Mark the correct alternative in the following question:
If in an A.P. $S_{n}=n^{2} q$ and $S_{m}=m^{2} q$, where $S_{r}$ denotes the sum of $r$ terms of the A.P., then $S_{q}$ equals
(a) $\frac{q^{3}}{2}$
(b) mnq
(c) $q^{3}$
(d) $\left(m^{2}+n^{2}\right) q$
As, $S_{n}=n^{2} q$
$\Rightarrow \frac{n}{2}[2 a+(n-1) d]=n^{2} q$
$\Rightarrow 2 a+(n-1) d=\frac{n^{2} q \times 2}{n}$
$\Rightarrow 2 a+(n-1) d=2 n q$ ....(1)
Also, $S_{m}=m^{2} q$
$\Rightarrow \frac{m}{2}[2 a+(m-1) d]=m^{2} q$
$\Rightarrow 2 a+(m-1) d=\frac{m^{2} q \times 2}{m}$
$\Rightarrow 2 a+(m-1) d=2 m q \quad \ldots$ (ii)
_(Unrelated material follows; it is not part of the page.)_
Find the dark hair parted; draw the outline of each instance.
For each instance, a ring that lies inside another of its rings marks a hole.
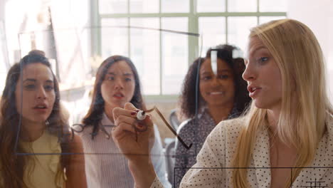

Subtracting (i) from (ii), we get
$2 a+(n-1) d-2 a-(m-1) d=2 n q-2 m q$
$\Rightarrow(n-1-m+1) d=2 q(n-m)$
$\Rightarrow(n-m) d=2 q(n-m)$
$\Rightarrow d=\frac{2 q(n-m)}{(n-m)}$
$\Rightarrow d=2 q$
Substituting $d=2 q$ in (ii), we get
$2 a+(m-1) 2 q=2 m q$
$\Rightarrow 2 a+2 m q-2 q=2 m q$
$\Rightarrow 2 a=2 q$
$\Rightarrow a=q$
Now,
$S_{q}=\frac{q}{2}[2 a+(q-1) d]$
$=\frac{q}{2}[2 q+(q-1) 2 q]$
$=\frac{q}{2}\left[2 q+2 q^{2}-2 q\right]$
$=\frac{q}{2}\left[2 q^{2}\right]$
$=q^{3}$
Hence, the correct alternative is option (c).